On David Letterman's new show, Jay-Z said that music had come a long way since his early days as a rapper. Back in his youth, the MC's job was to be the hype-man for the star attraction - the DJ. As time progressed, however, the MC took the spotlight away from the person making the beats. Music was all about the rhymes, the flow, and wordsmanship that would make William Wordsworth say "Word".
This trend stayed on for so long that most music producers had to learn how to write songs to keep themselves relevant. A look back into the pop catalog for the '90s and '00s reveals that mostly male producers wrote songs for Britney Spears, Christina Aguilera and most other pop artists.
But the times are always a-changin'. In a recent interview, legendary music producer Quincy Jones said that the pop music of today has no lyricism. He added that the beats were fresher than ever before, but the words were used to "hype" those beats and not to stand on par with them. And this brings us to the song Don't Call Me An Angel from this film's soundtrack. This song has attained popular status owing to the name recognition of the artists performing it and the beat powering it. When asked about the "significance" of the song, the singers laughed the question away and said that sometimes a song is just a song.
And with that sentiment in mind, Charlie's Angels 2019 is a movie that is just a movie.
It stars Kristen Stewart as wild child Sabina Wilson, Ella Balinska as prim and proper Jane Kano, and Naomi Scott as hacker/scientist Elena Houghlin. Their mission is to stop a bunch of bad guys (and they are GUYS) from misusing a power generator, which Houghlin created with the best intentions. Elizabeth Banks' Bosley leads these women on their warpath.
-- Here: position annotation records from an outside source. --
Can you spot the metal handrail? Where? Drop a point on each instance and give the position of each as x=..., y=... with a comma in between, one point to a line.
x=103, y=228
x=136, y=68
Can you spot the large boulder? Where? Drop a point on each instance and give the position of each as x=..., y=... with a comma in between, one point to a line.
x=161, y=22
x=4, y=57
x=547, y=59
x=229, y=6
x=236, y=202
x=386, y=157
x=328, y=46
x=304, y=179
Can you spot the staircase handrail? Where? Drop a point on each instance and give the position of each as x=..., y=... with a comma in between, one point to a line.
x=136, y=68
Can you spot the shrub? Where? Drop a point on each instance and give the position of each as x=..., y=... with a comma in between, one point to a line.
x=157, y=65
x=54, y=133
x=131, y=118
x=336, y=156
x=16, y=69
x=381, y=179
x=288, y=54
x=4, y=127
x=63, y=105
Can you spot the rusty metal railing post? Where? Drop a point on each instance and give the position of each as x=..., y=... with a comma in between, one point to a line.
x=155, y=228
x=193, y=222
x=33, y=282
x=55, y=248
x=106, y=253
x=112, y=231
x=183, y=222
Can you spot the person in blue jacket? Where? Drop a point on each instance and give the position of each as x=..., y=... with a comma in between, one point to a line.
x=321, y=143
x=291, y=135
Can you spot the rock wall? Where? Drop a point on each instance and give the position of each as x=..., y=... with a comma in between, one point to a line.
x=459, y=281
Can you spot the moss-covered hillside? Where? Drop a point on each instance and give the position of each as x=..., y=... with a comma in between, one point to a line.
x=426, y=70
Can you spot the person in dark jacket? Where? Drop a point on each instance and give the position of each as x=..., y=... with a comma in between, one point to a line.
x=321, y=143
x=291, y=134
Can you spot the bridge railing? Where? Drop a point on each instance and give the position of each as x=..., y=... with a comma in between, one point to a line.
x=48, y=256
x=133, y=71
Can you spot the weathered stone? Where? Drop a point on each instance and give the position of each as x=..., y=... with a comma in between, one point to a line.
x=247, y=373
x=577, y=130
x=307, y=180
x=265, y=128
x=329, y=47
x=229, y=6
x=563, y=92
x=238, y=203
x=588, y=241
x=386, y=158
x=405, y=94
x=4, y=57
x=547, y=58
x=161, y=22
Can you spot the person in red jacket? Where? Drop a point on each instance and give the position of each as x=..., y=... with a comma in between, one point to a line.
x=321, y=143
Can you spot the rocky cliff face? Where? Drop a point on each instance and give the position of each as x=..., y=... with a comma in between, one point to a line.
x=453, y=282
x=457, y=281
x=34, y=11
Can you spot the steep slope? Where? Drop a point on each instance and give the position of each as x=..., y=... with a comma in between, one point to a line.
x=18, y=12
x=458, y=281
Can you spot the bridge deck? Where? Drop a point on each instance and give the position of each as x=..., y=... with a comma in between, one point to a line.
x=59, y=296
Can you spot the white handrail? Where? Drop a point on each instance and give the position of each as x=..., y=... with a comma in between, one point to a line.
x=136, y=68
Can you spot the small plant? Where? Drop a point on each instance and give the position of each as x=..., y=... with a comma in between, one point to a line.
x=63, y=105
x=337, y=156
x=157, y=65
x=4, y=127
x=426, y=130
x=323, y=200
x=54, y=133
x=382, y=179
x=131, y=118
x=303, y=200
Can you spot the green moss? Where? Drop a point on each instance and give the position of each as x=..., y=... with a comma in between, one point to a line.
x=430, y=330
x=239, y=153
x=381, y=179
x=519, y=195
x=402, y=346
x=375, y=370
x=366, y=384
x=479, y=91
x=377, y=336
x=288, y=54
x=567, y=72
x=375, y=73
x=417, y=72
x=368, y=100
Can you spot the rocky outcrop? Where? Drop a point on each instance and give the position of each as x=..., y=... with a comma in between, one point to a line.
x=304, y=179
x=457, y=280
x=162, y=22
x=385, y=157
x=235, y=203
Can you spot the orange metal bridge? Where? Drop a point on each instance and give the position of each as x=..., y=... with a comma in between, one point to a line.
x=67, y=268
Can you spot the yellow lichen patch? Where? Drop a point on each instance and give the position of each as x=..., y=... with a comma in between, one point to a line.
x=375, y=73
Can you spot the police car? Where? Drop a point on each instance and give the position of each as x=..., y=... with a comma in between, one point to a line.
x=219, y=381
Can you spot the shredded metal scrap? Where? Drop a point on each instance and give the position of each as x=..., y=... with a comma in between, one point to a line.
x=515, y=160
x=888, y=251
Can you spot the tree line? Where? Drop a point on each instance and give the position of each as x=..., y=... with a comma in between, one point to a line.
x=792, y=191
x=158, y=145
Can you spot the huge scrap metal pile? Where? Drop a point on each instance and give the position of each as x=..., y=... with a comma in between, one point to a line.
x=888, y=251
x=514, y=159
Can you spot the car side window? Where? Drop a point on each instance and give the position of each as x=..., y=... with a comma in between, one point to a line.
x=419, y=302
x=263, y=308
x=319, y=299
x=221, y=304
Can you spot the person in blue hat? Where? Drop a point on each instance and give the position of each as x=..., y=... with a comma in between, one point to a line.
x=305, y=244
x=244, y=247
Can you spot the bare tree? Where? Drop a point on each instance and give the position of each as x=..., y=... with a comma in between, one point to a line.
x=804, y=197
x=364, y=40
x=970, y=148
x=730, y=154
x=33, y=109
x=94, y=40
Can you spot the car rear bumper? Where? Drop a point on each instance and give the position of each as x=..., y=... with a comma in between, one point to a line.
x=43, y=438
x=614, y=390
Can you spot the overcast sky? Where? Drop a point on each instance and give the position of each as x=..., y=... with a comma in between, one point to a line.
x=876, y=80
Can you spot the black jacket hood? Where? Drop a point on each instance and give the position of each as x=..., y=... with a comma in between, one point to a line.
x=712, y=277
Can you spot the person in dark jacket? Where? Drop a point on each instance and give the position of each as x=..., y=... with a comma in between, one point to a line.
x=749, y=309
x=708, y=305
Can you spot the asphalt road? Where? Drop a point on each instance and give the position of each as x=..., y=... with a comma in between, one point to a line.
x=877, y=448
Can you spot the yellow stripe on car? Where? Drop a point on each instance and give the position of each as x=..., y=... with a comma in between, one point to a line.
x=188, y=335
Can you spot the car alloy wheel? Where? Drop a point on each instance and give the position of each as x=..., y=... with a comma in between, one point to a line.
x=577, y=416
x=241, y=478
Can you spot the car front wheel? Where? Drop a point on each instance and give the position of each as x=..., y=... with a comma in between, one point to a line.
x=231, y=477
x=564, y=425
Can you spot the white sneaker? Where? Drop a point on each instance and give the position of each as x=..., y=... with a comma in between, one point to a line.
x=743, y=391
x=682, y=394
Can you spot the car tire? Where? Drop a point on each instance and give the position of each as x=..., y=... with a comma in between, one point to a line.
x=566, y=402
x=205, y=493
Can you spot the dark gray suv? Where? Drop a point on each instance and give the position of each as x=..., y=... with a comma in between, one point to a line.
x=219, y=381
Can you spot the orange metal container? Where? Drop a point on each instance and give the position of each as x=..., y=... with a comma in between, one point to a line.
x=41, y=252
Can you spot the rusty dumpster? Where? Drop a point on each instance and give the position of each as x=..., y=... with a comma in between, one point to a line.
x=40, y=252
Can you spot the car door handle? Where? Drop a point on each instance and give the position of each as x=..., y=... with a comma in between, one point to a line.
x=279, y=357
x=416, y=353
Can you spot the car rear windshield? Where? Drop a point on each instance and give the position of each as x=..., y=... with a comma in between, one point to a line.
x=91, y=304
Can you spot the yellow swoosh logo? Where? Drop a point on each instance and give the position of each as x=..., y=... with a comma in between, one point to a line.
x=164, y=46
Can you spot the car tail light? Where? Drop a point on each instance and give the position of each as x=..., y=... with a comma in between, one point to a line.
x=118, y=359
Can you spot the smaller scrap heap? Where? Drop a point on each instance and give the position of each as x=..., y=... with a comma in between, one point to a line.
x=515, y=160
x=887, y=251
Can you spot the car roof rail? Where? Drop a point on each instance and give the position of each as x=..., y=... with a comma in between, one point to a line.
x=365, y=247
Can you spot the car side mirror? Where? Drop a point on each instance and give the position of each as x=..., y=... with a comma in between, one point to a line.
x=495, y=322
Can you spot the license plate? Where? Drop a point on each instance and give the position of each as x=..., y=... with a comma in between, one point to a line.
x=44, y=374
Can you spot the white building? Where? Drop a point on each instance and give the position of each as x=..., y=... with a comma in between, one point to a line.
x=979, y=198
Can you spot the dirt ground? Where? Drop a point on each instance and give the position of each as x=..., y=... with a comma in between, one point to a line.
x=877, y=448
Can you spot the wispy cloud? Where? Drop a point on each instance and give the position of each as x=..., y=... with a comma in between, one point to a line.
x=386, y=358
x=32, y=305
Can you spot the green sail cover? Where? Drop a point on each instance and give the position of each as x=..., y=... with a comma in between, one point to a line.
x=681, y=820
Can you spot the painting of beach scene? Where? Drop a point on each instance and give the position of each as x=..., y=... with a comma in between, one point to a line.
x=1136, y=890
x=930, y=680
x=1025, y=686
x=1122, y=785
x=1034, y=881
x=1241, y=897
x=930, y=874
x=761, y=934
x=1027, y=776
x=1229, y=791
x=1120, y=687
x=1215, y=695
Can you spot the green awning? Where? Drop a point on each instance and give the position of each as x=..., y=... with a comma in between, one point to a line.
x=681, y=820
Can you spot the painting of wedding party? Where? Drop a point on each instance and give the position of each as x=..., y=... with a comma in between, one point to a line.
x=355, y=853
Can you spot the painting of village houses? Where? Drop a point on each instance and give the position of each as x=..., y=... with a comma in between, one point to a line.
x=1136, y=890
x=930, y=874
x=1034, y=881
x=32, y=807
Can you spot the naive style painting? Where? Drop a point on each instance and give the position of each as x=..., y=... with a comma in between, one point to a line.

Banks leads the pack not only in front of the camera but behind it as well. Her previous dabble in directing was Pitch Perfect 2, a perfectly average female-led, a-Capella fueled romp. And her sensibilities with directing a group of talented women carry over to her new project. The characters, while lacking depth, are rarely grating. The movie keeps their stories ticking along by introducing new characters, settings and set pieces into the mix quite frequently. The film rarely, if ever, seems bogged down.
However, this lack of depth and focus is a double-edged sword; much like the one a certain female heroine did when she went on a mission to
Kill Bill. Charlie's Angels is what one gets when one applies a Snapchat filter on a tepid script that has lived a full life, died, been resurrected, killed again, summoned as a zombified corpse and then shot in the head for good measure. The filmmakers might think that the filter makes their film funny, spontaneous and random, but that sentiment is as far away from the truth as Kristen Stewart was to the action scenes.
There is an unmissable hollowness to the whole exercise of watching Charlie's Angels. With none of the emotional beats having the impact they should and a good chunk of the comedy falling flat, the audience is left to sift through a stack of needles hoping that a sliver of hay may offer them some respite.
The slivers of hay do come in the form of the leading ladies who seem to be having fun with the material. Ella Balinska, in particular, throws herself into the hand-to-hand combat sequences so much so that the sub-plot she shares with mute assassin Mr. Hodak is simply the most rewarding aspect of the entire film. The care and sub-text present in this sub-plot do more justice to the message of female empowerment than the film surrounding it. And, lest we forget, Patrick Stewart reignites some shades of the character he played in Green Room to significant effect.
These actors and the locales they find themselves in are captured cleverly by Bill Pope's camera. The man who shot
The Matrix,
Spiderman 2,
Spiderman 3, and Scott Pilgrim vs The World knows how to make a movie sequence look exquisite. However, filmmaking is teamwork, and for a team to succeed, every part of it needs to be on the same page. While Ella Balinska does her job, most of the others are more than content with the editors and stunt doubles doing the action for them. The hyper-cut action sequences when inter-cut with a terrible soundtrack (which will most definitely be outdated in a month from today) make for a horrid AV experience from time to time.
As we were alluding to earlier, time is cyclical. As pop music progressed from DJs/producers to singers and back to DJs/producers, female-powered pop action extravaganzas moved from the
Charlie's Angels and
Lara Crofts of the early '00s to Kill Bill to
Wonder Woman to Charlie's Angels again. The only significant difference we could spot between the two iterations of the Angels is that the new one has a welcome reduction of Cameron Diaz's derriere on screen.
This phenomenon proves beyond a shadow of a doubt that the girls can make a middle-of-the-road popcorn cash grab just as well as the boys. And we here at fullhyd.com will critique the men, women, non-binary and transgender folk who work on these movies with the same amount of zest. If that is not true equality, we don't know what is.